Antioxidant levels increase to protect cell homeostasis when oxidant generation is increased by drug or inhibitor treatment. If the oxidant–antioxidant equilibrium is disrupted, oxidative stress will occur.
To determine the effects of various potassium channel inhibitors in the disruption of oxidant–antioxidant equilibrium in breast cancer cell lines with various phenotypes.
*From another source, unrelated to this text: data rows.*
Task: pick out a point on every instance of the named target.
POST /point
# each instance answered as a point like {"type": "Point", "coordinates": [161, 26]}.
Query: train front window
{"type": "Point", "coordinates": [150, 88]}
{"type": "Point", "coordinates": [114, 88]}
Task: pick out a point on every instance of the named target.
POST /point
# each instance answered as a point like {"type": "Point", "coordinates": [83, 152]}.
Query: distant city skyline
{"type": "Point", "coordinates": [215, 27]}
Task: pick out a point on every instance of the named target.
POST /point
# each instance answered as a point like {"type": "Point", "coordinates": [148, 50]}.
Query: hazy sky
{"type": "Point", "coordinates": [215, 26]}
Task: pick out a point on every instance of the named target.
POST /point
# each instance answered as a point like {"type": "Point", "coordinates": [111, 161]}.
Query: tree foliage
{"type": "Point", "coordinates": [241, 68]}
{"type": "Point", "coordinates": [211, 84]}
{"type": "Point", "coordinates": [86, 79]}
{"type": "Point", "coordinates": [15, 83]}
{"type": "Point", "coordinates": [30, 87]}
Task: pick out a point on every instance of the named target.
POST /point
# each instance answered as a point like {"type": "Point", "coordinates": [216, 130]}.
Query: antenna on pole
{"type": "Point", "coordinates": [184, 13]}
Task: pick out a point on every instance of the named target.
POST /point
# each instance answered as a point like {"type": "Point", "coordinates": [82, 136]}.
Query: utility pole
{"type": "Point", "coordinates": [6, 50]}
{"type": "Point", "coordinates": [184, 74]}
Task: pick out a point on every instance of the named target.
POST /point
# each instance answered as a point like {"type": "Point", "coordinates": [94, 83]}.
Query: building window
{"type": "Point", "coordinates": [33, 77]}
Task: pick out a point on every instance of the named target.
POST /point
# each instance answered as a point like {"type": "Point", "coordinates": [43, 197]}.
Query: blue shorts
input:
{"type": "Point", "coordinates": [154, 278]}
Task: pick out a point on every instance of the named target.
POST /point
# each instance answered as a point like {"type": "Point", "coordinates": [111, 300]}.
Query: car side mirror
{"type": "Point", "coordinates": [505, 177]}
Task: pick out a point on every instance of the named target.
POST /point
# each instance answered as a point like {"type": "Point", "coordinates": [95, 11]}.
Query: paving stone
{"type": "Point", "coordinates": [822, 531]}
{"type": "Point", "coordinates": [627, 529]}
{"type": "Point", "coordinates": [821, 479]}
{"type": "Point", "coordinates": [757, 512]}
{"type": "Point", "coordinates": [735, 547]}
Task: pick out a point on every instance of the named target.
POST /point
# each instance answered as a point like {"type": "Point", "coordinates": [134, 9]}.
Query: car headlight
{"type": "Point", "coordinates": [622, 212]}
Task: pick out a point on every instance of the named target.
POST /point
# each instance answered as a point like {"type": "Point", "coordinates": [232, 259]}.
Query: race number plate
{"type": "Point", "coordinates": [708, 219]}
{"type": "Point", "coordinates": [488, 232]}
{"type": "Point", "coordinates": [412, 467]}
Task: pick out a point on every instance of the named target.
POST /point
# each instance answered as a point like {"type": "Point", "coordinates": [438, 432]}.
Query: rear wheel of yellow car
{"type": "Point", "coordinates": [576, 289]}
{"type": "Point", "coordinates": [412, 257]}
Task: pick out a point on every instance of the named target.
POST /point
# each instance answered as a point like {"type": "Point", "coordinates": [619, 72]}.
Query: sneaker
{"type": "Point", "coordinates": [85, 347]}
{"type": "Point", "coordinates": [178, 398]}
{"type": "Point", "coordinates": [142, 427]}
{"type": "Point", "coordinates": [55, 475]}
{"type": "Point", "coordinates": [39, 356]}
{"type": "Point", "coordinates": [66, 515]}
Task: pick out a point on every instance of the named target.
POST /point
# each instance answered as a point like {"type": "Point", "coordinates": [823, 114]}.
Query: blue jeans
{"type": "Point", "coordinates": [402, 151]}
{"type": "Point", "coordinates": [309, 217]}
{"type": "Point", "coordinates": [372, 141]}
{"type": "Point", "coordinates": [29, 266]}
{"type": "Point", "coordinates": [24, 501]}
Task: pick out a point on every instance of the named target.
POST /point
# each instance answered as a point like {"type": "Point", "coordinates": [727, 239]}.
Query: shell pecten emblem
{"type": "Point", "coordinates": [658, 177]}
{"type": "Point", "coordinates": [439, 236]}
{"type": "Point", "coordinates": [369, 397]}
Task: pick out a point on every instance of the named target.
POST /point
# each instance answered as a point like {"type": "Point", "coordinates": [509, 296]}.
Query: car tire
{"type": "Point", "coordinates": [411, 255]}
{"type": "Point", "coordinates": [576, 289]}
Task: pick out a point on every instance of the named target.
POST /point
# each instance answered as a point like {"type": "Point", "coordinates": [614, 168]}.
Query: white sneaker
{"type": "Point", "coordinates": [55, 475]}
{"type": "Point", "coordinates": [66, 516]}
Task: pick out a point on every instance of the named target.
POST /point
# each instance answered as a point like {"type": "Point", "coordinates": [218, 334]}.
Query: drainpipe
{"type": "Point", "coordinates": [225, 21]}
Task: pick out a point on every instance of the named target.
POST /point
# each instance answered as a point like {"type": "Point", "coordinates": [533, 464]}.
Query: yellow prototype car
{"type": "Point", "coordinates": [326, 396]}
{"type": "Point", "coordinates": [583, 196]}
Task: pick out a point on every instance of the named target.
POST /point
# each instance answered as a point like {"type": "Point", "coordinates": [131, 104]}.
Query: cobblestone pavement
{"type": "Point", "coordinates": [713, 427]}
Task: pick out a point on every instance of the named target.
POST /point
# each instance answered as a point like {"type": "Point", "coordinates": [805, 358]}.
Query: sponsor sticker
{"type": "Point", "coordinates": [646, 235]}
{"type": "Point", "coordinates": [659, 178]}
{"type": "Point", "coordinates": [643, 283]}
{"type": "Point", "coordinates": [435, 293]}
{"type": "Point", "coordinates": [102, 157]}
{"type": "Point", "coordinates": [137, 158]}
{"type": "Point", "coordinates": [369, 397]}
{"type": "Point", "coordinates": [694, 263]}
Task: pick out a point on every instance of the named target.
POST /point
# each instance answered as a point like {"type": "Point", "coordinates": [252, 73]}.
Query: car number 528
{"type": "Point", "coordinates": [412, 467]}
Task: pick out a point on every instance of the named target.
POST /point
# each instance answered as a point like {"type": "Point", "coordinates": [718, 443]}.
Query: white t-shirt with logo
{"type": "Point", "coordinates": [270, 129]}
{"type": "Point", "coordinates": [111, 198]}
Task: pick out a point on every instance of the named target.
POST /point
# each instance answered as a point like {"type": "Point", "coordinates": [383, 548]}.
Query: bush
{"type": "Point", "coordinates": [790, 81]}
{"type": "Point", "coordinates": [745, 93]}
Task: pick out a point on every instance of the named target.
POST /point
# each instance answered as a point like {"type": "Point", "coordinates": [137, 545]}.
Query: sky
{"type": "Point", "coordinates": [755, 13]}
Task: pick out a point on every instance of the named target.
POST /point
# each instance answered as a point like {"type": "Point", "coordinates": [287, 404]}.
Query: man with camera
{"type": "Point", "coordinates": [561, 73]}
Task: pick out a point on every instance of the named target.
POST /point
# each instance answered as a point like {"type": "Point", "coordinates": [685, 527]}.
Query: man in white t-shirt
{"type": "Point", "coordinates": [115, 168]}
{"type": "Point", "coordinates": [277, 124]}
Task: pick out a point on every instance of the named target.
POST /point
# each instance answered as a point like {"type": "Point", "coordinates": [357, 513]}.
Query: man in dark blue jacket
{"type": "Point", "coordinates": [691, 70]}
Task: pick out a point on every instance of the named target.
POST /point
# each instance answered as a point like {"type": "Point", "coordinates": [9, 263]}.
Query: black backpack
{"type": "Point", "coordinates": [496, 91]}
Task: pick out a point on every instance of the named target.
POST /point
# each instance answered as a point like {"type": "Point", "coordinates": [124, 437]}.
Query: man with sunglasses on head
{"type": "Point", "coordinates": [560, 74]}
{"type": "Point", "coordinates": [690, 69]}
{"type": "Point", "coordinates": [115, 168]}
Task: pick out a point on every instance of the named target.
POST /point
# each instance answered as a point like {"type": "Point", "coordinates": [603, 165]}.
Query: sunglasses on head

MCF-7 or MDA-MB-231 breast cancer cells were treated with tetraethylammonium chloride (5 mM; TEA), 4-aminopyridine (5 mM; 4-AP), margatoxin (25 nM; MgTX), or astemizole (200 nM; AST). After treatment, total antioxidant, oxidant, and oxidative stress levels were determined.
Incubation with TEA, 4-AP, MgTX, and AST increased oxidative stress in both MCF-7 and MDA-MB-231 cells (P < 0.001). Specific inhibitors of calcium-activated potassium channels and ether á go-go 1-related potassium channels produce greater oxidative stress than other inhibitors in MCF-7 breast cancer cells, whereas in MDA-MB-231 cells, the nonselective channel inhibitor 4-AP produces the greatest oxidative stress.
Potassium channel inhibitors used in our study disrupted the antioxidant–oxidant equilibrium and increased oxidative stress in the cancer cell lines. Although all of the channel inhibitors increased oxidative stress in cells, TEA and AST were the most effective inhibitors in MCF-7 cells. 4-AP was the most effective inhibitor in MDA-MB-231 cells. Voltage-gated potassium channels are attractive targets for anticancer therapy, and their inhibitors may enhance the effects of anticancer drugs.